What is a monotreme?
Monotremes are egg-laying members of the mammal group. Only two families of animal are included in the group, the platypus and the echidna. There are a total of five species in the group with one species of platypus and four species of echidna.
The name monotreme comes from a word meaning ‘one hole’ and refers to the cloaca which is a single hole that contains the urinary tract, anus and reproductive tract.
The most unique characteristic of the monotremes is that they lay eggs. Echidnas will carry their egg in a pouch until it hatches while platypus deposit their egg in a burrow. Their eggs have a soft-leathery shell.
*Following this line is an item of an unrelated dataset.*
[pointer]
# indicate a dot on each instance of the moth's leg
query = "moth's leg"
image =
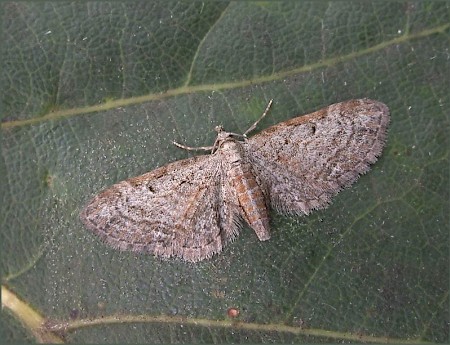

Another unique feature of their reproduction is that instead of teats they simply secrete milk from pores of the skin and the young will lick the milk off of these.
Where can you find monotremes?
Monotremes can only be found in Australia and New Zealand. The platypus is restricted to Australia as it the short-beaked echidna. New Guinea is the home of the three species of long-beaked echidna.
Some fossil evidence exists of these animals in Argentina suggesting the group was once more widespread during their early history.
More on Monotremes
Monotremes have a lower body temperature and metabolic rate than other mammals which helps to make them more energy efficient. They are still considered endothermic and can maintain their own body temperature.
All male monotremes have a spur on the back of their legs. This can be used during fights and in defense. In platypus this spur can be used to inject venom.
Monotreme Fact Files
The platypus was thought to be a fake when a specimen was first sent to Europe in the late 1700s. They feature a duck like bill and beaver like tail.
Males have a spur on their back legs which can be used to inject venom.
They spend much of their time foraging for worms, shrimp, insect larvae and more underwater. While foraging they spend 1-2 minutes underwater before surfacing for air but at rest they can remain submerged for up to 11 minutes.
Echidnas are best known for their spines which provide protection. They are also covered with fur and in colder areas such as Tasmania this fur may be almost as long as the spines giving them a furry appearance.
Their long snout helps them to gather up ants and termites. Juvenile echidnas will suckle milk every 5-10 days.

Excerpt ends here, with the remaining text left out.